Interactions with the environment were equally unsatisfying. Ethan is unable to duck or jump, often blocked by low obstacles or pieces of furniture that any normal human being with working legs would be able to navigate past. Exploration is practically nil, each level being full of dead ends and locked doors without keys, impervious to any and all efforts to open them. Although I have nothing against linearity in general, the developers channel players down the only correct path in blindingly obvious, clumsily overt ways. Honestly, the only thing that's improved about the experience are the forensics.
In the first Condemned, Ethan would occasionally search for clues or do something equally detective-like in pursuit of his psychopathic nemesis, SKX. The sequences were original and fresh, and I do give credit to Monolith for expanding on them here. After finding some telling evidence or locating a crucial crime scene, Ethan's liaison back at base will often require him to photograph victims, gather evidence, or poke around and make logical guesses based on his observations. These too-brief sequences are the sole bright spot in what is essentially a complete misfire.

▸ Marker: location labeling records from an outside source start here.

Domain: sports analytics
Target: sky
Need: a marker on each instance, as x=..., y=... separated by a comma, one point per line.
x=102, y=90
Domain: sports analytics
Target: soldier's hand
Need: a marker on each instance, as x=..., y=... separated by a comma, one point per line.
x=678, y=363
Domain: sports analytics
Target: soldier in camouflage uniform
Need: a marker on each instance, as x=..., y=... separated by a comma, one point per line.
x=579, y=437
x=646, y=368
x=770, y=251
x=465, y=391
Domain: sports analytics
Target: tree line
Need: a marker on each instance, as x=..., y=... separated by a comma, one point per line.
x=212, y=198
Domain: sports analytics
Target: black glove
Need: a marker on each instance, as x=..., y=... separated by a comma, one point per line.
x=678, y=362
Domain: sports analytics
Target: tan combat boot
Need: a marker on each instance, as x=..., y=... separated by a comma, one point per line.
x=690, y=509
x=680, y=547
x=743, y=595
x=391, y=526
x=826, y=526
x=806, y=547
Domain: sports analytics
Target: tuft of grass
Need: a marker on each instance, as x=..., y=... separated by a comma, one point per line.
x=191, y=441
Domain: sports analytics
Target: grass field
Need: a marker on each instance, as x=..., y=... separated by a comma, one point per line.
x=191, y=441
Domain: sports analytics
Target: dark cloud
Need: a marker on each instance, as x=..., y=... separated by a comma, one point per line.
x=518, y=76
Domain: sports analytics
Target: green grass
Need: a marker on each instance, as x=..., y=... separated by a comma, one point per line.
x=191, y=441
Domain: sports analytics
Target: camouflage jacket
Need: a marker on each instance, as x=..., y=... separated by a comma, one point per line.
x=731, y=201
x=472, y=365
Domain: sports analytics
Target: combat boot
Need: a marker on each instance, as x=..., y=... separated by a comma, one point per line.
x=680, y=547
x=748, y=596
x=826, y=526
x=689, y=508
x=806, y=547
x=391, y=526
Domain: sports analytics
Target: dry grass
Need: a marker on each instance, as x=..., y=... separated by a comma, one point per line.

I sincerely wish I could find more things to praise about Condemned 2: Bloodshot, but I'm simply at a loss. Nearly everything that was great about the first game is now absent, replaced by choices and decisions that consistently miss the mark. Cheesy "boss" encounters and murky graphics that weren't worth a paragraph compound the already gimmicky combat, out-of-place levels, nonsensical plot elements and confused "dramatic" progression... it's as if the developers genuinely have no idea what made the first Condemned so good and instead chose to focus on a slew of things that run counter to creating a similarly grim crusade. If the first game was a chillingly-black horror to be feared, Bloodshot's a pretender in a goofy rubber mask, making funny noises and stumbling over its own feet.

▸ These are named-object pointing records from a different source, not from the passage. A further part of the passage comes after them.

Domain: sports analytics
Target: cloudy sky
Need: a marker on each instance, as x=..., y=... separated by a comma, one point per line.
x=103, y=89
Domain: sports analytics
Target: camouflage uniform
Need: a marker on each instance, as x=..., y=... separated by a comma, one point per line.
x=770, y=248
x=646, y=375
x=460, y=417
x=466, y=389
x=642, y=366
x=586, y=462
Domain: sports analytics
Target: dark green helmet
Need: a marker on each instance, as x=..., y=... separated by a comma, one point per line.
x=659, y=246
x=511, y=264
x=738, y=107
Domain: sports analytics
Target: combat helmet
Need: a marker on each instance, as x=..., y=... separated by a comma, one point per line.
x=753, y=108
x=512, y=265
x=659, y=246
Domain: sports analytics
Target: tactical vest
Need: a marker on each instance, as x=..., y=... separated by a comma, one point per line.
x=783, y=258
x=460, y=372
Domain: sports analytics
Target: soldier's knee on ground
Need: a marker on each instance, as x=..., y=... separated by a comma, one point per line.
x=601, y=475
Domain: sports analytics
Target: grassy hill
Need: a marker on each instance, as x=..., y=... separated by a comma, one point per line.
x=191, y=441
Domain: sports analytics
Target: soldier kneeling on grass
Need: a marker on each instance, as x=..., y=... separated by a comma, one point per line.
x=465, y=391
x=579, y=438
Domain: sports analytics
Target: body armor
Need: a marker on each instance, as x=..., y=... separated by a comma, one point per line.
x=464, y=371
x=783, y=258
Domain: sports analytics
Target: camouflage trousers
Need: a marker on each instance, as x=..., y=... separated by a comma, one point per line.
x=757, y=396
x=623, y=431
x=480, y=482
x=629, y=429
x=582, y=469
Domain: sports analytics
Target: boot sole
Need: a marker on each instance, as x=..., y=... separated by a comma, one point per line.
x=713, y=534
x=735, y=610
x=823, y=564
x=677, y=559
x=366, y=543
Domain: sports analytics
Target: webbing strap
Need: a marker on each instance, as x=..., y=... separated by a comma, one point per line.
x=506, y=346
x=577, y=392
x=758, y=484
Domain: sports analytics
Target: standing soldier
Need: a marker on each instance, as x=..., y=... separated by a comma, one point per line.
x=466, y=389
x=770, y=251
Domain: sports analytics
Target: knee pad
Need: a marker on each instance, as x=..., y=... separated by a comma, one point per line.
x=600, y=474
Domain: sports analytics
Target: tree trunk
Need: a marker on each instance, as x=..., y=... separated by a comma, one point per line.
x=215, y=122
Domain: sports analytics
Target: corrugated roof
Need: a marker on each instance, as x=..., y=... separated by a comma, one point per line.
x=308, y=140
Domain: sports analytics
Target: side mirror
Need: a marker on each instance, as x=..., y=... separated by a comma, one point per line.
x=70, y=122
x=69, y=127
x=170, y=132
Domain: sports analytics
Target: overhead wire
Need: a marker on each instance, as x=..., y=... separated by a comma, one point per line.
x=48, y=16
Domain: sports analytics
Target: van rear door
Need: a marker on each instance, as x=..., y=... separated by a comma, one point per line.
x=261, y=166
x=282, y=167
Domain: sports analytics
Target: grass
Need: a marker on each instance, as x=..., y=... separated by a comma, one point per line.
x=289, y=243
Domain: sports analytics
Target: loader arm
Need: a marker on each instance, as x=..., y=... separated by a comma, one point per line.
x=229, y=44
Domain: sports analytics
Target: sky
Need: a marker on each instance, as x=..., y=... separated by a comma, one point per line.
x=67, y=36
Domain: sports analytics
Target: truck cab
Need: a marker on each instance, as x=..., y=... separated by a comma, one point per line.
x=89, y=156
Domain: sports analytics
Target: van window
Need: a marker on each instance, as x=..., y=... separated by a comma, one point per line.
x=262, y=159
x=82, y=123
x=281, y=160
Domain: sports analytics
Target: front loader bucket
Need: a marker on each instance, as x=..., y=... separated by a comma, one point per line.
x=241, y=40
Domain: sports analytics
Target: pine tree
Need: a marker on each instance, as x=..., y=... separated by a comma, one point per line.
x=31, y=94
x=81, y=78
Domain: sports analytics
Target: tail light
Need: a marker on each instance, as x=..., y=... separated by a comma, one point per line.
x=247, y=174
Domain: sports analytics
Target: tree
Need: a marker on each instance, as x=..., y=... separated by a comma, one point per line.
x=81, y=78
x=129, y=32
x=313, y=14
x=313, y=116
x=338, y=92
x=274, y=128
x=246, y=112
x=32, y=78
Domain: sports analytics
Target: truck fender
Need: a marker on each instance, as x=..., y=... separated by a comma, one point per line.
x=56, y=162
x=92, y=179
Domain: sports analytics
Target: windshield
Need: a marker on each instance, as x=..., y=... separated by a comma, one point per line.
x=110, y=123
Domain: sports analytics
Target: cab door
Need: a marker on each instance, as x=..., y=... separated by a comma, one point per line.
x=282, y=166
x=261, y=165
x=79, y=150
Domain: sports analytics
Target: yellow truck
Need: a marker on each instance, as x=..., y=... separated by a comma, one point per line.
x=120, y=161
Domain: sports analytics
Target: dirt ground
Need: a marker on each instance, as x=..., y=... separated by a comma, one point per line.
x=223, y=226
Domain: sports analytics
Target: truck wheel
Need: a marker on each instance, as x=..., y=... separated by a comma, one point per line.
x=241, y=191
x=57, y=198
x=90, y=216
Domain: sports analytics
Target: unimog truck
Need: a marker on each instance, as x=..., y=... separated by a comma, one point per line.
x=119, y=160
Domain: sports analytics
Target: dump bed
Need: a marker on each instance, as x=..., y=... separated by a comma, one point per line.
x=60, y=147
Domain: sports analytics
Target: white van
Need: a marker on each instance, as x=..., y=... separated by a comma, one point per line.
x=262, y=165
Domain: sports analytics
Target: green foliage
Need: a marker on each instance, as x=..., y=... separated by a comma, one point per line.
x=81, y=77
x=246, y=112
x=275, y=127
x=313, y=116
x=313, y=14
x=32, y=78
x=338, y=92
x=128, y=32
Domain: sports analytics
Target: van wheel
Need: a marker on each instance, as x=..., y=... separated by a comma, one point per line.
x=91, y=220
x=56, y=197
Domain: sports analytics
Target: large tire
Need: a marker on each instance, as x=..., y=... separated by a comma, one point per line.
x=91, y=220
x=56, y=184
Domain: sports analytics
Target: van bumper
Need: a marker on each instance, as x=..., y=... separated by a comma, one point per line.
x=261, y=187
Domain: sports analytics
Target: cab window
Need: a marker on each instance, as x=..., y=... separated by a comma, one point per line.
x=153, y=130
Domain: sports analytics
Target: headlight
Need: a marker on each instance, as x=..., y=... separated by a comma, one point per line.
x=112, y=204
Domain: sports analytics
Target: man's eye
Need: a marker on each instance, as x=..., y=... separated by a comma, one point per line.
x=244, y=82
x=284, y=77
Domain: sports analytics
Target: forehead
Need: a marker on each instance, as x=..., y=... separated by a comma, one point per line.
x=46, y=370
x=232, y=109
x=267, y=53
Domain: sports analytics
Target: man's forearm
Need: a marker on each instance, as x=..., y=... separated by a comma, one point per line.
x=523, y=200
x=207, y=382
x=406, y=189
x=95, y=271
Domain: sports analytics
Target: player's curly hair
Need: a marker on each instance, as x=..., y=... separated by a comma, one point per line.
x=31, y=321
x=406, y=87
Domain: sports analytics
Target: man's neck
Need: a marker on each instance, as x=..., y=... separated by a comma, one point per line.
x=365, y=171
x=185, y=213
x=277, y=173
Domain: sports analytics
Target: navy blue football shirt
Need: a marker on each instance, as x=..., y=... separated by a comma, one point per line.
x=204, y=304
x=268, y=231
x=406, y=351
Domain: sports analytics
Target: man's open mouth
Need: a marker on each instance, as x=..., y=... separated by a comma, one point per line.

Disclosures: This game was obtained via retail and reviewed on the Xbox 360. Approximately nine hours of play were devoted to the single-player mode, and the game was completed one time. No time was spent in multiplayer modes.
Parents: According to the ESRB, this game contains Blood and Gore, Intense Violence, Strong Language, and Use of Drugs and Alcohol. File this one under "absolutely not for kids." It's ugly, bloody, brutal, and will be nightmare-inducing to younger players. There's also lots of salty language, and the main character needs to drink alcohol in order to be able to reduce his withdrawal symptoms and aim a gun properly. Under no circumstances whatsoever should little ones crack this case.

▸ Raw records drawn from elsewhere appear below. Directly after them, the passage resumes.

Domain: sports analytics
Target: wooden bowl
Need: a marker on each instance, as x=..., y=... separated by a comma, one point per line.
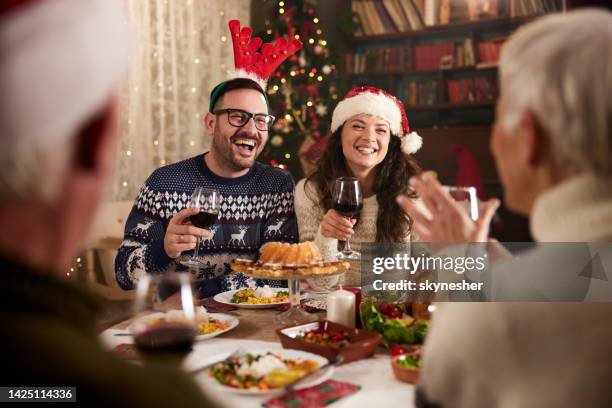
x=362, y=343
x=404, y=373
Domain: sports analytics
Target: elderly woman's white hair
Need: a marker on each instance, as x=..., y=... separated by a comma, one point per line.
x=560, y=69
x=59, y=61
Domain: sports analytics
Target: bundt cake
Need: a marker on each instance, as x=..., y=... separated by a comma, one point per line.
x=302, y=254
x=280, y=259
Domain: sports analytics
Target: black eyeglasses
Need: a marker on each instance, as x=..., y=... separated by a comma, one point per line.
x=239, y=118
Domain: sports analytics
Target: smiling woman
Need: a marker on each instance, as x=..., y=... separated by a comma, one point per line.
x=371, y=141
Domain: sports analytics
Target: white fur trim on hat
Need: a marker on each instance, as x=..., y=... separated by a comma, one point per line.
x=59, y=60
x=372, y=104
x=411, y=143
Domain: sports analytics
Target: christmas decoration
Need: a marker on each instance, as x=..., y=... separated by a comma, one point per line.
x=304, y=89
x=276, y=141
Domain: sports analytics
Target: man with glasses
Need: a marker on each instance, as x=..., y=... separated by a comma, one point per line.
x=257, y=200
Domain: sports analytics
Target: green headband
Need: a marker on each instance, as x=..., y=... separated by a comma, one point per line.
x=218, y=90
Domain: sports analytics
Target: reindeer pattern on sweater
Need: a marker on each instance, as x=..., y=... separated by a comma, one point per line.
x=255, y=208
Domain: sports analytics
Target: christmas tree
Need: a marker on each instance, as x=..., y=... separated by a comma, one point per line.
x=302, y=92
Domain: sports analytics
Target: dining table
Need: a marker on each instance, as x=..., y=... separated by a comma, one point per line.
x=257, y=331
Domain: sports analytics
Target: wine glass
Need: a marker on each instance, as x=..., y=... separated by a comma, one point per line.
x=347, y=200
x=208, y=201
x=466, y=198
x=166, y=316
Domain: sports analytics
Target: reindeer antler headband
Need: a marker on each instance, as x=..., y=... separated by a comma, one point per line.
x=251, y=64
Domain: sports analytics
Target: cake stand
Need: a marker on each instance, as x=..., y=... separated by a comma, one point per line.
x=295, y=314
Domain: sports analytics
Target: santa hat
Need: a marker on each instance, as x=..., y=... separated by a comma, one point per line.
x=376, y=102
x=251, y=63
x=59, y=60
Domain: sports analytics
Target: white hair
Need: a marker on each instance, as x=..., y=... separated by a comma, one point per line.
x=559, y=68
x=59, y=61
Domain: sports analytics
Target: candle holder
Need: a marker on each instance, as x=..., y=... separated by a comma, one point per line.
x=295, y=314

Deaf & Hard of Hearing: You will be at a severe disadvantage since the game relies heavily on audio cues to alert players to the presence of enemies. With normal hearing I got jumped all the time. With no sound, it happens even more often and significantly ramps up the difficulty. There are no visual cues onscreen to inform players which direction shots or attacks are coming from, and the screen goes blurry when hits are taken, so be prepared to be quite frustrated at times. On the plus side, there are subtitles available for all of the dialogue, and the checkpoints are fairly frequent.